I examined the developmental and genetic basis of morphological differences in locally adapted freshwater and marine populations of threespine stickleback fish. Marine sticklebacks have repeatedly colonized freshwater habitats where they independently evolved changes in the head skeleton as adaptations to consume larger freshwater prey. My work used quantitative trait locus mapping to uncover the genetic basis of skeletal variation, focusing on bones involved in feeding. In collaboration with Dr. Dolph Schluter at the University of British Columbia, I studied crosses of three independent lake populations with convergent phenotypes,. We found that four shared genomic regions contributed to skeletal evolution in all three populations, but most genetic loci affecting skeletal morphology were unique to a single lake. These results suggest that the genetic basis of convergent phenotypic evolution is only partially predictable, with a limited number of shared evolutionary events.

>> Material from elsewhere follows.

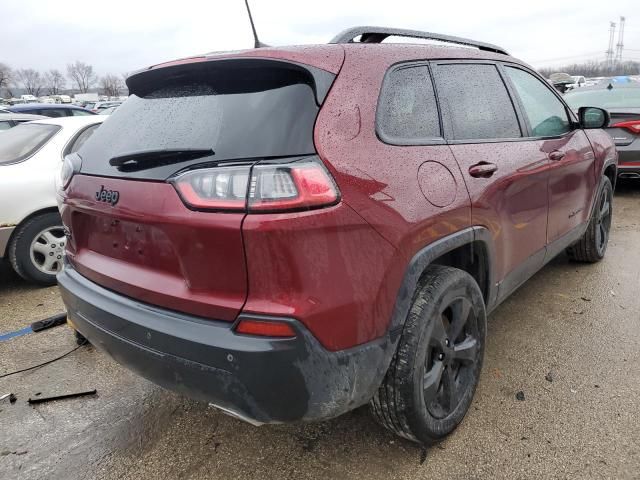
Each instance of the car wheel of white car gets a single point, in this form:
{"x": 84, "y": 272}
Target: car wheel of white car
{"x": 37, "y": 249}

Additionally, my work identified one genomic region that controls tooth number and bone length in several freshwater populations, indicating a single pleiotropic locus might underlie both phenotypes. However, using recombinant fine-mapping, I found that tooth number mapped near Bmp6, whereas bone length mapped to the nearby gene Tfap2a. Close linkage of these alleles may facilitate rapid local adaptation upon colonization of freshwater habitats. Further genetic mapping and genome editing suggested multiple regulatory changes in Tfap2a likely underlie bone length differences.
I also studied how the candidate gene Bmp6 is regulated in developing teeth. I identified a short, conserved enhancer upstream of Bmp6 that responds to TGFß signaling. When this enhancer is mutated, expression of Bmp6 is severely reduced and tooth number is increased, mirroring the evolved phenotype in freshwater fish. Collectively, these findings highlight how fine-tuning the regulation of existing developmental pathways can generate novel adaptive and ecologically relevant phenotypes. My research also led to the publication of a protocol for transgenesis and genome editing in threespine stickleback.
Finally, I collaborated with Dr. Chris Martin at UNC Chapel Hill to help generate the first linkage map and QTL mapping experiment to study jaw evolution in an adaptive radiation of Caribbean pupfish.